There’s still something very powerful that we can do, but it requires a change in how we look at things.
When we think about talking, often our focus is on us: what we think, what we want to say, what we want the other person to do.
To get someone else’s attention, it helps to reframe our approach: focus on them.
WIIFM (What’s In It For Me)? At base, most people are pretty self-centered – we’re built that way out of necessity. So if we want to get their attention, it’s a good idea to keep this in mind. We’re asking them to devote time to listen to us, so in exchange for that time, they will want to know pretty quickly how listening can benefit them.
The clearer this is in their minds, the better. We can help ourselves in this respect by understanding what appeals to them.
To find out, ask.
Get past the superficial in conversation, and ask them open ended questions that bring out what’s important to them.
Identity. What makes them feel vital to the team? What is it about what they do that gives them a sense of meaning and importance?

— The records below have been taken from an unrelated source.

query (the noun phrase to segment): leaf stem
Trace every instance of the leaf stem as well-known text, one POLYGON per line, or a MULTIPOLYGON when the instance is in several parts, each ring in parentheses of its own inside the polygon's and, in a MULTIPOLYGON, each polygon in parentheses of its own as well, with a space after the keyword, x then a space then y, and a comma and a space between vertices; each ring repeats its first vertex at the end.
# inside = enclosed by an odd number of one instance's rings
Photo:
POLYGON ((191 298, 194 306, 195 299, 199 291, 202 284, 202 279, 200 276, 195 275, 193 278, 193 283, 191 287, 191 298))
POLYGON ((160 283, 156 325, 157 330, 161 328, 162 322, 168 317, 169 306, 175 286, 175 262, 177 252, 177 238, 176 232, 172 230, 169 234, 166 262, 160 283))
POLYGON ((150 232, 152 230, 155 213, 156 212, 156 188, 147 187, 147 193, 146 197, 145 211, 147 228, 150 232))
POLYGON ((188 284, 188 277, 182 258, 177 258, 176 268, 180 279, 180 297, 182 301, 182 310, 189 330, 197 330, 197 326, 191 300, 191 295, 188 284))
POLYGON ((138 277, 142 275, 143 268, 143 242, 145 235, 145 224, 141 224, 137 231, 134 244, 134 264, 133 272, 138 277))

Passions. What gets them excited? What do they like to do with their discretionary time? What gets their interest?
Progression. How well do their skills match the demands of their current position? Where do they want to go? What’s the next step for them to get there?
Frustrations. What are their stumbling blocks – what’s preventing them from doing and achieving more, both personally or professionally?

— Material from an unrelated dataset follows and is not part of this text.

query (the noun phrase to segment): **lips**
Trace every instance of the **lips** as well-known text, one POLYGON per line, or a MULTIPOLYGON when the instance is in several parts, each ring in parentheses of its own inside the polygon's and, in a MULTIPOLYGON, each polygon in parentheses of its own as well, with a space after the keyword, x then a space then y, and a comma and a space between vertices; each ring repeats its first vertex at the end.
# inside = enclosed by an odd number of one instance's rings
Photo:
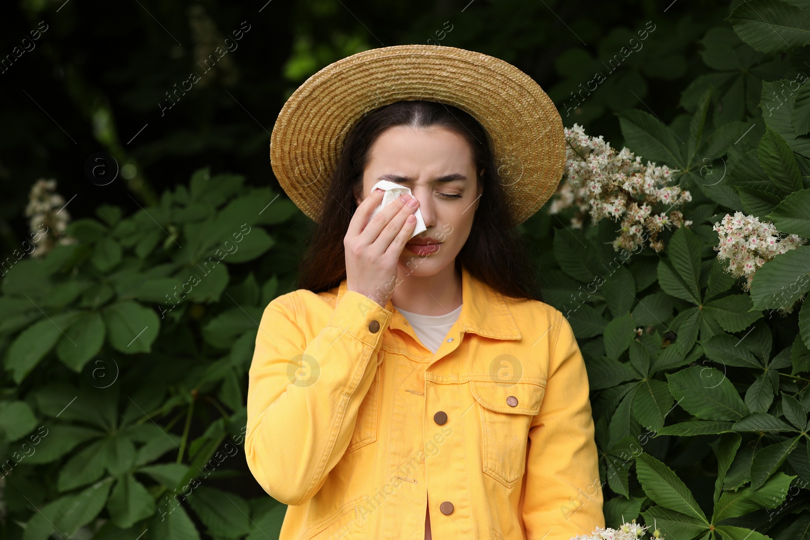
POLYGON ((417 238, 409 242, 406 242, 406 244, 409 245, 433 245, 434 244, 441 244, 441 242, 435 238, 417 238))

Watch Your (body) Language
While you are asking these questions, be conscious of what your body is telling them, even as they are talking to you. You want them to understand that you are really listening.

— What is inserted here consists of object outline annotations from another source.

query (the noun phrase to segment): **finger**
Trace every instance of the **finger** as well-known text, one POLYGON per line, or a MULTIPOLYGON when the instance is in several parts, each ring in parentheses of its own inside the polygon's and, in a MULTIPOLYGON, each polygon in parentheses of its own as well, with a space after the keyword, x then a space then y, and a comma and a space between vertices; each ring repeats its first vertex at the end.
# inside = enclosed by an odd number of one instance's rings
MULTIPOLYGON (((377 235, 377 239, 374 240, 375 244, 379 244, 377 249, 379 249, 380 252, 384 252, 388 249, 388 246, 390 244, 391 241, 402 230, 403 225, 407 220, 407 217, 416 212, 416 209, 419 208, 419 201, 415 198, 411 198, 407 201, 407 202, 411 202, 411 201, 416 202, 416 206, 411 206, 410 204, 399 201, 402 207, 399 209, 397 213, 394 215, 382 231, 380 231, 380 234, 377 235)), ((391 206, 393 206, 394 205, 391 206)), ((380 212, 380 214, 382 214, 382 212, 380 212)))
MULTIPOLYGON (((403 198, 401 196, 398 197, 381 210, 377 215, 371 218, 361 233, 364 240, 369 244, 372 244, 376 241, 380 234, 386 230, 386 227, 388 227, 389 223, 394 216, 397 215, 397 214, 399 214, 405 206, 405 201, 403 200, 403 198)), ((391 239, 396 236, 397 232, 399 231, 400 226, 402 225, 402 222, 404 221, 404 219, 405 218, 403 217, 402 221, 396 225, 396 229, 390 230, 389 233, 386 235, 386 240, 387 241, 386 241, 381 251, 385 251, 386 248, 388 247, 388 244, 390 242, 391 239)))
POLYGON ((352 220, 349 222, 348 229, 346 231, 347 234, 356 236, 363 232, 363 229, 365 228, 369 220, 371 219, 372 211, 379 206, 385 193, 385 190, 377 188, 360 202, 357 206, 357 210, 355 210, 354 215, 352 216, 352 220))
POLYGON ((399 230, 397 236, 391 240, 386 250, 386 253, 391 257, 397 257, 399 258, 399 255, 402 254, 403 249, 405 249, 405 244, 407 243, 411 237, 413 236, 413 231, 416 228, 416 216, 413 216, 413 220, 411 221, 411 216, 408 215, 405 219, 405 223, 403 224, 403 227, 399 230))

Show your interest by focusing on them with your eyes. Square your shoulders towards them. Uncross arms and feet, and maybe lean forward in your chair if you are seated. And by all means, keep your phone out of sight. Good leadership begins with good listening skills, and those are rooted in our physical posture.
Once we’ve shown we are interested and willing to engage with our teammates, getting them to listen becomes easier. Now we know what is important to them right now and in the future. We know what they think is holding them back.
And when we can talk in terms of the things that are important to them, they are much more likely to listen to what it is that we have to say.
Of course what we say is important, but how we say it is also a big deal. Things like tone, volume, pitch, and pace can all radically alter the meaning of the words coming out of our mouths.
For more about ways to make your delivery more interesting, you might find value in this TED Talk by communication expert Julian Treasure (I’d just advise doing the warm-up exercises in private!).
Getting Them to Listen – The Takeaway
There are times when people have to listen to you (or at least they are supposed to). But if we only rely on position or expertise we’re missing out on a more powerful way of influencing them.
People are more likely to listen when they see the benefit to them for doing so.
To find out what’s important to them, ask.
It might seem strange, but if our goal is getting them to listen, the smartest thing we can do might be to start with a little listening of our own.